Monday, May 9, 2016

How to Tune a NAS for Direct-from-Server Editing of 5K Video

At 45 Drives, we make really large capacity storage servers. When we first started out, our machines were relatively slow, and focused on cold-to-lukewarm storage applications; but our users pushed us to achieve more performance and reliability. This drove the evolution of our direct-wired architecture, which delivers enterprise level speed (read/write in excess of 3 Gigabytes/second) and reliability, without losing the simplicity and price point. 

All this extra speed made our Storinator servers highly suitable for a number of new applications, one of which is video editing. This field has seen its storage needs explode in recent years, and hugely benefit from our incredible capacity and density. Organizations have used them to centralize their storage, but the speed has opened up a whole new opportunity, namely to edit directly from the central server, rather than download and work off of internal hard drives. This saves time formerly required for transferring files to and from the workstation, but also can take place at a performance level higher than can be achieved from a single local drive (mechanical or SSD).

However, to get performance necessary for direct-from-server editing, high speed connectivity is required. Fortunately, 10GbE networking has recently become affordable, and has the speed necessary for this task, provided you know how to harness it! Out of the box, most NAS software will not achieve these speeds. However, with some tuning you can achieve this holy grail of faster-than-local access and editing, at resolutions up to 5K, directly from centralized storage!   

And a final point before I get started: in video editing, 'fast access' means something very specific, namely large file sequential transfer speeds from server to a single workstation. This is different from the more common task of maximizing aggregate throughput of smaller files to a large number of workstations. So in this blog, I’m going to focus on how to maximize transfer speed from NAS to a single workstation, with the goal of approaching saturation of a 10GbE line. 

About Speed

In much of the video post production world, files tend to be stored locally on editing workstations for performance reasons. Today’s defacto performance standard is the internal Solid State Drive (SSD), which can transfer data at ~400 – 500 MegaBytes per second (MB/s)); faster than mechanical drives (~150 MB/s). 
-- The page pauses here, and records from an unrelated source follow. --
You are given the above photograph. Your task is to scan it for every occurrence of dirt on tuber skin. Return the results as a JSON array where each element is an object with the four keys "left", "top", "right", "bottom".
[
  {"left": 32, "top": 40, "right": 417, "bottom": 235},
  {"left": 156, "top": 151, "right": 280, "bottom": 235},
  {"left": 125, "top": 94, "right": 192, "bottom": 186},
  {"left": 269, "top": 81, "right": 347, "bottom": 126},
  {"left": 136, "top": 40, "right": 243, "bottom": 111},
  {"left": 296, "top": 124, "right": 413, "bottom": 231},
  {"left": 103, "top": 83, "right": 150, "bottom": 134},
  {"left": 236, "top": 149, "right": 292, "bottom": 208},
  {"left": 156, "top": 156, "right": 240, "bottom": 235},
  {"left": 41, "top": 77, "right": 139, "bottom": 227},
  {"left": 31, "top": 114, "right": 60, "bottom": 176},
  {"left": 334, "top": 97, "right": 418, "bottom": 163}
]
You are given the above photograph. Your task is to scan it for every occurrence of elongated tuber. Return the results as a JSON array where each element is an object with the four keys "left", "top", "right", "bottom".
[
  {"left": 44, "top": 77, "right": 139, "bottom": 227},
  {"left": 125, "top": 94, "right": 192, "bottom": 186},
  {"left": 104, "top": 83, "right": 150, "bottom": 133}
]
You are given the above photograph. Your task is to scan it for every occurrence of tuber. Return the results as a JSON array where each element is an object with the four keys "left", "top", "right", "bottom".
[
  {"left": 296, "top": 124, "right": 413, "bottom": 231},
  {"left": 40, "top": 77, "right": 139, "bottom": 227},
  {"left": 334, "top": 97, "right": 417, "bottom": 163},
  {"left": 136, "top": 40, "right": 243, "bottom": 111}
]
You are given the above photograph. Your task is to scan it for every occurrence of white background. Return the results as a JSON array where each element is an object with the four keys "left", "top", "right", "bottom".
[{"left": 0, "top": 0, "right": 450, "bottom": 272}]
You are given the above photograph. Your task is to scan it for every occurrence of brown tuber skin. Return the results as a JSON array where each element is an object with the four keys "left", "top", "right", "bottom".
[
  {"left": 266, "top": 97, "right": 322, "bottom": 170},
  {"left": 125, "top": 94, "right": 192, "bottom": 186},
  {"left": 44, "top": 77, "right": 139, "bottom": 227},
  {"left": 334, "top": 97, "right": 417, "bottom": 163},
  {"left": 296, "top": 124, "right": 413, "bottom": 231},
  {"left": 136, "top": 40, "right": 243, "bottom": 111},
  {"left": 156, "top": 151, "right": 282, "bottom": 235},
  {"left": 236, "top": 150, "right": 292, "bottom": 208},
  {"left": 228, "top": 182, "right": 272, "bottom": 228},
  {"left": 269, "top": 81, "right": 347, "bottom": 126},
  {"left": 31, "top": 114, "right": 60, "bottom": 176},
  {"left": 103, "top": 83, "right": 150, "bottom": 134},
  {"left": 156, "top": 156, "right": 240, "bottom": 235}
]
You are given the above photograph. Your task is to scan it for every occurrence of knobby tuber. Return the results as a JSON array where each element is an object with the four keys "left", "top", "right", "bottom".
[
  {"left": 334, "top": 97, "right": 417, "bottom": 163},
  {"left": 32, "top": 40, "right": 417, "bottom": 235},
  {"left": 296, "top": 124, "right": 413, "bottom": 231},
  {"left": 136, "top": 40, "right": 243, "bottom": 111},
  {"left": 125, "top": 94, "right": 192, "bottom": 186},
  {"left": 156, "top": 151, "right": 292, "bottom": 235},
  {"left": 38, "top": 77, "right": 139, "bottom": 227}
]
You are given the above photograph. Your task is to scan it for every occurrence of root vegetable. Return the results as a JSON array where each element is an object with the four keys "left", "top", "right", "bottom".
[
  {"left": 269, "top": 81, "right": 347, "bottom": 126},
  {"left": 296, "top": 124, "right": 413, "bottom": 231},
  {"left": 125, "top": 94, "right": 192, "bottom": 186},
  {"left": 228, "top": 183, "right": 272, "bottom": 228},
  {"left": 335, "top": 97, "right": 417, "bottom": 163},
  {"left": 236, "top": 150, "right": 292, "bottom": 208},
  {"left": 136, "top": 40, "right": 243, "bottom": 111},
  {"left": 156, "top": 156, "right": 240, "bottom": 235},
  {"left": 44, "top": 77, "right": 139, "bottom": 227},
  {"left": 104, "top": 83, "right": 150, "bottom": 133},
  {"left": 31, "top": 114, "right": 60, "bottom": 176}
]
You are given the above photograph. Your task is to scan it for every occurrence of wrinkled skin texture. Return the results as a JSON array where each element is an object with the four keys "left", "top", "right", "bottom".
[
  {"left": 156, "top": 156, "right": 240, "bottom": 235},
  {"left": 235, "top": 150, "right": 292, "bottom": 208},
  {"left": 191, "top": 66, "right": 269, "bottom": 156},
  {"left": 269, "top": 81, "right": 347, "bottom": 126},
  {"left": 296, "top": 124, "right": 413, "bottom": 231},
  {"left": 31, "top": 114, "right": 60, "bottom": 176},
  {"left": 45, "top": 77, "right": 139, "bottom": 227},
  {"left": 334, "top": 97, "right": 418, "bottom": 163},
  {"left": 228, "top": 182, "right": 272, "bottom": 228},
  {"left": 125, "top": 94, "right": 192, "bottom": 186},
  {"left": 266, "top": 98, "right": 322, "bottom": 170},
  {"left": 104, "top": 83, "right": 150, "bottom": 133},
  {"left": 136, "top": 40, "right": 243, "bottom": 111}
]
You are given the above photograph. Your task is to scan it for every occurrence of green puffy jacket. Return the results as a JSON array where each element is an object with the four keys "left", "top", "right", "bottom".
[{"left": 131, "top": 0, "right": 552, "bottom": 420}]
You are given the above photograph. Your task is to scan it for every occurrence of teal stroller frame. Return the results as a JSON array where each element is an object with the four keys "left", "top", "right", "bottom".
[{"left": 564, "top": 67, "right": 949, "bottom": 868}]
At most video editing workstations, editing from an internal SSD feels 'snappy,' but our Storinator machines are technically capable of transferring multiple GigaBytes per second. This is several times faster than an internal SSD, so working from a central storage server sounds really exciting! However, you have to consider connectivity, which, unless you have an exotic network, will throttle transfers to your workstation at a fraction of what the server can actually perform. Here’s realistic maximum transfer speeds:


Link Speed (10Gbit/s) Realistic Max Throughput (MB/s)
1 Gigabit Network 125 MB/s
10 Gigabit Network 1100 MB/s


So, if you’ve moved up to a 10 Gigabit Ethernet (GbE) network (which is now both simple and affordable), then it is possible to achieve file transfers from a central large NAS server that are on the order of 2 x faster than an internal SSD. This would make it practical and advantageous to edit directly off of a central server, at increased performance levels, with the security of RAID, and without the overhead of transferring files before and after editing. With servers such as ours, this is real and achievable, and delivers a better and more productive experience at work station. But to achieve this performance gain in video editing, you must be able to achieve single client transfers at a speed that approaches saturation of the 10GbE connection.

Beware of Disappointment

Typically, if one sets up a 10GbE network, and connects a Storinator running NAS or Server OS to a fast workstation, one will see out-of-the-box transfer speeds on the order 400 – 500 MB/s. In a lot of ways, this is exciting --- they’ve achieved consolidation of storage and what some call ‘eternally online status’ for their data, at speeds faster than an internal mechanical drive, and in fact on the order of an internal SSD. 

However, the ideal is to saturate that 10GbE connection (~1.1 GB/s), so the out-of-box performance can be slightly disappointing for us perfectionists (not a bad way to be 'disappointed' really, I suppose). 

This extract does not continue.